Find the greater element

#1

can you briefly explain how using stack helps us to reduce time complexity…

#2

Naive approach would be to loop through every element and find the next greatest element one by one the time complexity would be o(n^n) as for n elements we have to traverse n times

let us see the stack based approach , here what we will do is twist our logic and instead of finding next greater element , we will find for every element for whom that element is next greater element , here we will utilize the propery of stack i.e LIFO , it will be more clear with the algo .
This the algo for stack based approach : -

  • Push the first element to stack.
  • Pick rest of the elements one by one and follow the following steps in loop.
    1. Mark the current element as next .
    2. If stack is not empty, compare top element of stack with next .
    3. If next is greater than the top element,Pop element from stack. next is the next greater element for the popped element.
    4. Keep popping from the stack while the popped element is smaller than next . next becomes the next greater element for all such popped elements
  • Finally, push the next in the stack.
  • After the loop in step 2 is over, pop all the elements from stack and print -1 as next element for them.
    example :-
    1161×1253 73 KB

here notice that every element is pushed only once in the stack and popped only once out of the stack so if there are n elements so total number of stack operation would be 2*n (n times push and n times pop) so the time complexity is o(n)

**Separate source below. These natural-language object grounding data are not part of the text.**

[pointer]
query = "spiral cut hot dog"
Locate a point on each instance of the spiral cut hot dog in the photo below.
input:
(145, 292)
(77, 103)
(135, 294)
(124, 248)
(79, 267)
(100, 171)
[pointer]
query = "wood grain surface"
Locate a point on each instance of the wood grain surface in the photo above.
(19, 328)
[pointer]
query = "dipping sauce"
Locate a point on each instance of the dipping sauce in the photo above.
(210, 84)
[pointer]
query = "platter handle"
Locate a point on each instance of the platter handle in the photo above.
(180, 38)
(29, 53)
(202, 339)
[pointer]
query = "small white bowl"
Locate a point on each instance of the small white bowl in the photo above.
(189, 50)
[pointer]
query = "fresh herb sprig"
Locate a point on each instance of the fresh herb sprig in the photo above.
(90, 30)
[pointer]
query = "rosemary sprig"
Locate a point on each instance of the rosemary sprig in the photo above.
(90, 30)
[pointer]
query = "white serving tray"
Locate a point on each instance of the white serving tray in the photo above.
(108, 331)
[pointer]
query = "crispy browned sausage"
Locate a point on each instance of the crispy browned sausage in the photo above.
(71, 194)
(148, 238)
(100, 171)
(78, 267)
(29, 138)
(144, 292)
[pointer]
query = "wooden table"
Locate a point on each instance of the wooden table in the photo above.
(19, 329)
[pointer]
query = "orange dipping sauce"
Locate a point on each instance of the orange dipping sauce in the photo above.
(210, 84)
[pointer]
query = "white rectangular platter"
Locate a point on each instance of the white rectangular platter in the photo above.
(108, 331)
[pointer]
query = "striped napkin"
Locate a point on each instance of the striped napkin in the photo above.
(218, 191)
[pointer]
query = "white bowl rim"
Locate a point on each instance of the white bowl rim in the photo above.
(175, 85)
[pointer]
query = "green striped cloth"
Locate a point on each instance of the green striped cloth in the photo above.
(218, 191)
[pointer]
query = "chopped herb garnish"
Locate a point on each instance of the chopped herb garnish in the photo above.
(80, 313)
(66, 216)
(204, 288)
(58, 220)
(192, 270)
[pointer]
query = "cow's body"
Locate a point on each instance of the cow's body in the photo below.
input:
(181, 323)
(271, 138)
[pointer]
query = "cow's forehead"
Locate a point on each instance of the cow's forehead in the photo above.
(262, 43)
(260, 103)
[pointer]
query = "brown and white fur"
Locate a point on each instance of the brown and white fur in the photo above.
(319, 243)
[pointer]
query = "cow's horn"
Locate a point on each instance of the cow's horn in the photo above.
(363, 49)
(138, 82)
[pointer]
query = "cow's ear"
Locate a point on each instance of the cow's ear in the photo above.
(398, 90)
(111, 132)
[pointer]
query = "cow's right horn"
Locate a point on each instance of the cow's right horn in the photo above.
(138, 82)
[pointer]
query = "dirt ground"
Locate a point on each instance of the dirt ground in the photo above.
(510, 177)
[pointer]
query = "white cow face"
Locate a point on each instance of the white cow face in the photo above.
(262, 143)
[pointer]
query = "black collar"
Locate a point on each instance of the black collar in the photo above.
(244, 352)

Try to implement this algo yourself , In case of any doubt feel free to ask :slight_smile:

#3

in the example next greater element for 3 is -1 but according to the question i should be 11 as array is circular

#4

in the example next greater element for 3 is -1 but according to the question it should be 11 as array is circular

#5

@soorya19k, yes the above approach i have shared is for normal array ,
for circular array i have explained the approch in this discussion :- Find the greater element question
the concept is same you just need one more pass throught the array from starting and the time complexity will be same i.e o(n)